To make matters worse, absolutely nothing is done with the holiday setting, and the sight of our heroine, Eva (Eugénie Derouand), anxiously awaiting the stroke of midnight so she can open yet another tiny door grows numbing long before the end credits hit. Eva is twenty-something and paraplegic, the result of a car accident that destroyed her professional dance career. When best friend Sophie (Honorine Magnier) gifts her the eponymous, hand-carved item for her birthday, Eva sees it as nothing more than a humorous piece of kitsch, its various warnings about possible death at the hands of an unknown “Ich” more adorable than portentous. (She must not be aware that the majority of advent calendars do not come with ominous threats etched into their woodwork.) As Eva unlocks the first compartment, we are treated to an interior (?) shot of the calendar itself, where a sinewy figure — covered in bloody wounds and adorned in a wooden mask nestled above his gnarled mouth — jerks forth and comes to life, bathed in a glowing purple light. As Eva soon discovers, the calendar knows your innermost wants and desires, and will provide everything you could possibly want — just so long as you eat its candy. (It’s a trap, kids.) Before long, Eva has a hunky boyfriend and a small fortune in cash, but she becomes suspicious when the candy seems to be curing her dementia-addled father, who proceeds to contact her on a disconnected phone. Then there’s also the matter of people who have wronged Eva horrifically dying, meaning that this film is not only an entry into the evil wishes canon, but also something of a riff on George A. Romero’s cult classic Monkey Shines, in which a paraplegic man has a psychological connection with a capuchin that carries out his most sinister thoughts.

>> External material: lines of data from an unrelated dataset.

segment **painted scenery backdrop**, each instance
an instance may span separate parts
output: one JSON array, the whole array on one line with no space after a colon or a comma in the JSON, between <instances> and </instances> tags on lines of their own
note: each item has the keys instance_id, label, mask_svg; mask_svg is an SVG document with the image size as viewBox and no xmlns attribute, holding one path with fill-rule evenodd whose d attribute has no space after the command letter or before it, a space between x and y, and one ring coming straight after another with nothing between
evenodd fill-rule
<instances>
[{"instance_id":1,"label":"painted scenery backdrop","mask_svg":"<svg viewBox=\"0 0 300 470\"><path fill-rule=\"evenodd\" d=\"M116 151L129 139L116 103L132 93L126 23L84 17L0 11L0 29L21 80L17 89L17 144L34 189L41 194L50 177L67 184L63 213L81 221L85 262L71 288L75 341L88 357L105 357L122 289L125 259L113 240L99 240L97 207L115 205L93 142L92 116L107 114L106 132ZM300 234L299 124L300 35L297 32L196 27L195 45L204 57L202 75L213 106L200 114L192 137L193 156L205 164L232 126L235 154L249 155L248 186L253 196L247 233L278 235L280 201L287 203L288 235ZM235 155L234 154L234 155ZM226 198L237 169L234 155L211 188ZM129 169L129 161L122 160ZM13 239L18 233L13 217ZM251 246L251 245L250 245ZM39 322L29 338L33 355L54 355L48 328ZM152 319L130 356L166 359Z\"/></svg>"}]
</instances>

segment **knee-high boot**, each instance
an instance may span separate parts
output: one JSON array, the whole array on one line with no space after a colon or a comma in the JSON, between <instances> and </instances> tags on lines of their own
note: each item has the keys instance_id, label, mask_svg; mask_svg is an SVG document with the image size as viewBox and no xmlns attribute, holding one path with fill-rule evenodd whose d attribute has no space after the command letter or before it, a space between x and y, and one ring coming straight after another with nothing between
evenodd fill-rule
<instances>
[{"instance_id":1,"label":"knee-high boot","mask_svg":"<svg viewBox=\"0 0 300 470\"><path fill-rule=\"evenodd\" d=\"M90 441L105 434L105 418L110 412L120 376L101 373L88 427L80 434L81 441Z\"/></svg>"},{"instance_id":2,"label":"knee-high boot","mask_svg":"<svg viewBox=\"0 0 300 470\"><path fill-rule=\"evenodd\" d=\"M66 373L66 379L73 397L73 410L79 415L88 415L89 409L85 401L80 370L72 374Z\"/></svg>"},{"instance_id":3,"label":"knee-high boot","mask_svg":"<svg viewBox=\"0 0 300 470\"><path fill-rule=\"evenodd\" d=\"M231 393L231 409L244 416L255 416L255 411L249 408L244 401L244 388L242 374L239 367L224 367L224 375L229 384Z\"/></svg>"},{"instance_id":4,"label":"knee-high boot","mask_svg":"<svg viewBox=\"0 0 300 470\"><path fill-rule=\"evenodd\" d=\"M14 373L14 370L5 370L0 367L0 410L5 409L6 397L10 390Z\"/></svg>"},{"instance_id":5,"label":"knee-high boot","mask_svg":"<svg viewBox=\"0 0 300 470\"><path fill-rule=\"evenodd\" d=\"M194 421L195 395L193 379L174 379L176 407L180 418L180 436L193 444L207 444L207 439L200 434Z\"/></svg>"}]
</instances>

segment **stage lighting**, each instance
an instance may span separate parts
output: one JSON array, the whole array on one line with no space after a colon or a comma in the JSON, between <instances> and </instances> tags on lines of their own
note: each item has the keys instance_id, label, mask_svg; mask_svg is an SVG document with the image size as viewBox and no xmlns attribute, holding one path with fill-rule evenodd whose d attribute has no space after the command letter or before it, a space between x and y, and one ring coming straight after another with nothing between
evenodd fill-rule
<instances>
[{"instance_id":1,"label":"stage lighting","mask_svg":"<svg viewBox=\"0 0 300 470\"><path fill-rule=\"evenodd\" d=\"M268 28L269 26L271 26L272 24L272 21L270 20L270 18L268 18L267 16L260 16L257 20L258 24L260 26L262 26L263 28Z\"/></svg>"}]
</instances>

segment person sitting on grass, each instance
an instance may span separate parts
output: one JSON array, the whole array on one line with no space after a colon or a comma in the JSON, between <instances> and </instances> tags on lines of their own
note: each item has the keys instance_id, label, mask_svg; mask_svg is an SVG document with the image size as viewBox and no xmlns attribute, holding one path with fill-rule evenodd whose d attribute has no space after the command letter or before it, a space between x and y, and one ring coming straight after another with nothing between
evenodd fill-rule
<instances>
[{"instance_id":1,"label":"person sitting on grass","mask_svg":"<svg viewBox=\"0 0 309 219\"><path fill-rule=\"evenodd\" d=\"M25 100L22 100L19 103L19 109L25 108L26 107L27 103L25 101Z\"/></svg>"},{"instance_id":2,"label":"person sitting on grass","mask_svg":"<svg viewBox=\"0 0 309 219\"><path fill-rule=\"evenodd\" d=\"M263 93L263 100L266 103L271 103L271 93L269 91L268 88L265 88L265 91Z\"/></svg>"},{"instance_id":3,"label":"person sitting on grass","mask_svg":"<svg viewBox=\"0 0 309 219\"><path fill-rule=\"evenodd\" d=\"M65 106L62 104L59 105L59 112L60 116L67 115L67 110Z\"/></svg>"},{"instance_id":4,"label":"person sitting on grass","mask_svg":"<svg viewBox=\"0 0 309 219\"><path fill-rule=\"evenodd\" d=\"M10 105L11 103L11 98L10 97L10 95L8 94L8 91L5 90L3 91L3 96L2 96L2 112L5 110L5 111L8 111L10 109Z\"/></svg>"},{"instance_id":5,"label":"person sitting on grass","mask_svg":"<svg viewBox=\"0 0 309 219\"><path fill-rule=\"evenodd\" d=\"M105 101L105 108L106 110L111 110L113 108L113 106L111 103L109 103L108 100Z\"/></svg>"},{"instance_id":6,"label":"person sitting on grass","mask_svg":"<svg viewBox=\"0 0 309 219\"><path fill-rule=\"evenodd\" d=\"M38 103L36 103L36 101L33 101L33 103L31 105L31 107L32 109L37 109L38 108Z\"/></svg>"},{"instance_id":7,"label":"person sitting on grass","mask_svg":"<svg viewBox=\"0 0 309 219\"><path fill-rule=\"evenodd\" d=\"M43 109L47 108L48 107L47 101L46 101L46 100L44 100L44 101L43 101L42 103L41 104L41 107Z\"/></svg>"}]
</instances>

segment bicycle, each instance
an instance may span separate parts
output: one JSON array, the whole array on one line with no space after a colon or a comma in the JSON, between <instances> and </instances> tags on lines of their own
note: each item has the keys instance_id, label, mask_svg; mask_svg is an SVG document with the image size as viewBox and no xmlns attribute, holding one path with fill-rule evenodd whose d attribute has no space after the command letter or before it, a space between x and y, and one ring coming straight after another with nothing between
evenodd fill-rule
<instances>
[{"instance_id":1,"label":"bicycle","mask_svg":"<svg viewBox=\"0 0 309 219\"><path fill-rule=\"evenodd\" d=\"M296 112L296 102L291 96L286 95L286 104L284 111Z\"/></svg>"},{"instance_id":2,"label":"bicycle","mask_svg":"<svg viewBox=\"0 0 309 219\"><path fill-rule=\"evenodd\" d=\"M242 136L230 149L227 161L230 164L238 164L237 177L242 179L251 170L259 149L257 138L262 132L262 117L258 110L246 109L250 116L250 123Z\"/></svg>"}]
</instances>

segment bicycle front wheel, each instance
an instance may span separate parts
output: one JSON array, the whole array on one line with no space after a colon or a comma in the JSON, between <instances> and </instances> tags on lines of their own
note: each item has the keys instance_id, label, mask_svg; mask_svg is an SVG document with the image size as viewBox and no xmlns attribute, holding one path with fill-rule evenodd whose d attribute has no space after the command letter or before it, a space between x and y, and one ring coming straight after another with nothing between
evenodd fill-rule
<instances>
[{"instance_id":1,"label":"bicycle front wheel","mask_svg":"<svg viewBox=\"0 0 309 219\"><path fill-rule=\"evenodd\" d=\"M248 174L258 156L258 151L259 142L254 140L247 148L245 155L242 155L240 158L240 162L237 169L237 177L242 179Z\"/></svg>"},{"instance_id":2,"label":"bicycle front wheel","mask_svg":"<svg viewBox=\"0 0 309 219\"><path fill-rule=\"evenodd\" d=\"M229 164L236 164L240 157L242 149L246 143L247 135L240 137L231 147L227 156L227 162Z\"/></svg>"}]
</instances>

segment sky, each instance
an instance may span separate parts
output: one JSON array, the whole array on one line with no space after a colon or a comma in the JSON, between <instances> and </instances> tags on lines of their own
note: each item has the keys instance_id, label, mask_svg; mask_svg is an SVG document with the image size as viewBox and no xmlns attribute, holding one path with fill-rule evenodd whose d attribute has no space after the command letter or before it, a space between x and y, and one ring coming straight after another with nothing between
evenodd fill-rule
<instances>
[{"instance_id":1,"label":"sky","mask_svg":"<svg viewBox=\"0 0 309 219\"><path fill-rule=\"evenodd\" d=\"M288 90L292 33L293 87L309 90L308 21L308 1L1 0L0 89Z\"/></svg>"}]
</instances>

Part of the problem with The Advent Calendar is that it takes Eva so long to figure out what’s going on, her stupidity a byproduct of the lazy script itself, and an instrument of the film’s tediousness. Once she finally gets the memo, which is right around the time that she is able to miraculously walk again, the film has wasted so much time that it’s barely able to allow the character to luxuriate in the spoils of the calendar, too quickly setting her on a collision course with the evil that powers it. Ridremont at least knows better than to send Eva on a mission to try to figure out its origins in some vain bid to stop it, but her deductions regarding the possessed Christmas calendar come seemingly out of nowhere, especially for a character that was so distinctly dunderheaded for the majority of the film’s running time. The ending itself is an epic nothing, with Ridremont choosing to keep things vague in ways that are wholly unsatisfying and make no sense whatsoever; and that goes double for the film’s ludicrous final shot. At the end of the day, The Advent Calendar feels like a particularly subpar Blumhouse production, approximating the “appeal” of something like Fantasy Island: slickly produced and watchable in the moment, but not nearly as clever as it thinks it is, inspiring annoyance and not much else. Getting some candy around the holidays really shouldn’t be this difficult or dull.

You can currently stream Patrick Ridremont’s The Advent Calendar on Shudder.